Dimopoulos is known internationally for his sculptures created from rods with works in both public and private collections in Boston, Denver, Palm Springs; and in Australia and New Zealand.

and the wind whispered your name was dedicated by Rabbi Jonathan Keren-Black as part of the Leo Baeck Centre’s Kristallnacht service. Speaking at the service and dedication were Pauline Rockman, OAM, President of the Jewish Holocaust Centre in Melbourne; and Holocaust Survivor, Stephanie Heller. Stephanie and her identical twin sister, Annetta Able (nee Heilbrunn) are both members of LBC. They were 19 when they were deported from Czechoslovakia to Auschwitz in 1944.

There they suffered at the hands of nazi doctor, Josef Mengele, known for his experiments on twins. That they survived and went onto lead healthy lives, including raising families and now with doting grandchildren, is a testament to their strength of spirit.

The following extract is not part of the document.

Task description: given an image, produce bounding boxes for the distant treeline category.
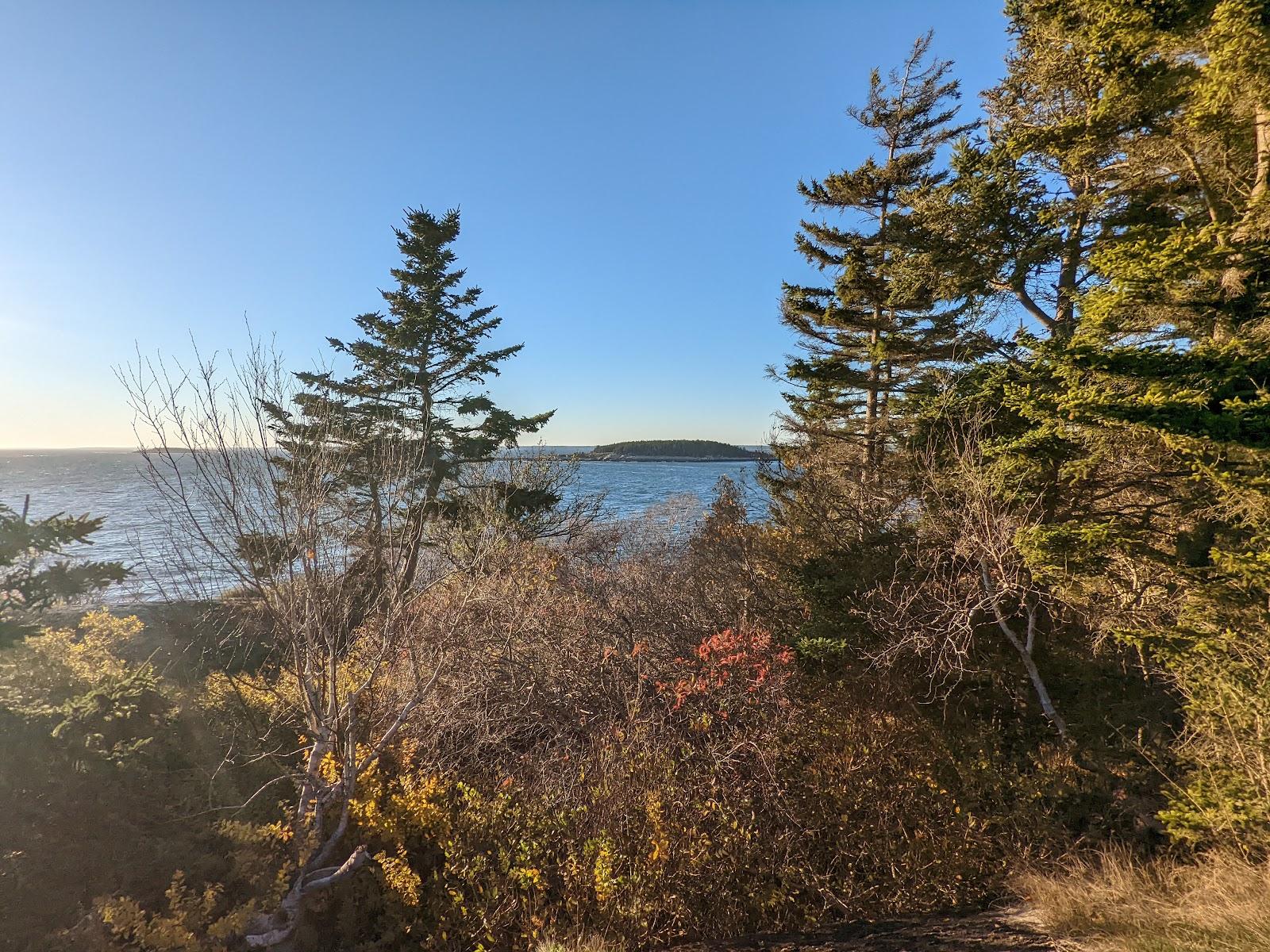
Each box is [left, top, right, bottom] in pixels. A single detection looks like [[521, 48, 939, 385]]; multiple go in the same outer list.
[[592, 440, 764, 459]]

Dimopoulos says of his work “and the wind whispered your name is a memorial sculpture that focuses on the idea of simplicity and elegance. It’s a work that echoes or perhaps whispers the thought that in the midst of ugliness, in the midst of death and despair the enduring beauty of the human spirit will rise upwards towards the light.

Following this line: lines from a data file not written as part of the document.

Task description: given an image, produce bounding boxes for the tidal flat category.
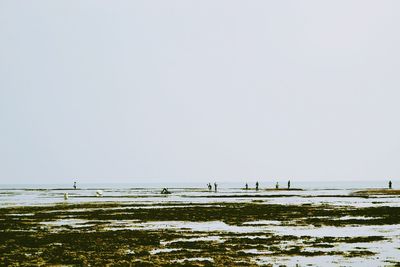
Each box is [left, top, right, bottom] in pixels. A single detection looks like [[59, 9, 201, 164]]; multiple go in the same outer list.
[[0, 189, 400, 266]]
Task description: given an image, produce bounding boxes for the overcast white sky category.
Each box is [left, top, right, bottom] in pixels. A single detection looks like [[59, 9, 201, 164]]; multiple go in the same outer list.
[[0, 0, 400, 183]]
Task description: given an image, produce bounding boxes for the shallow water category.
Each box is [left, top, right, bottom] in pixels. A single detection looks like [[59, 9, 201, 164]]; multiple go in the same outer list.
[[0, 183, 400, 266]]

“These elegant yellow reeds are set in a simple circle, rising out of the ground like the stems of beautiful flowers searching for the rays of the sun. Around them are rough steely-grey stones and olive trees that constitute the simple yet evocative landscaping.

“As the reeds are moved by the wind they touch each other like hands stretching out to embrace and in doing so they create a soft sound like pebbles falling against each other on a beach.

“For me this work reflects in part a story told to me by Stephanie Heller that in Auschwitz she found a small flower growing at the edge of the compound. It was a dandelion, small, yellow, and the only flower she’d seen in months. In the midst of such ugliness and devastation this flower grew. This was little more than a weed, but at that place, at that time it was something exquisitely beautiful, to be cherished, to be protected, to still be remembered decades later.

“My wife, Adele and I have gifted this sculpture to our Leo Baeck Community in eternal memory of victims of the Holocaust; those who perished who are remembered by name, those still living, and those whose names died with them.”

In his dedication of the Holocaust Memorial, Rabbi Jonathan Keren-Black said, “As the Holocaust moves from personal memory to recorded history, evocative memorials have an increasingly important role in evoking and recalling the tragedy for future generations to reinforce the message to all humanity: Never Again.”

Kon Dimopoulos has public sculptures in Boston, Denver and Palm Springs, and heads to Canada next year to create a public installation The Blue Trees for the Vancouver Biennale.
He is currently in the USA installing a sculpture.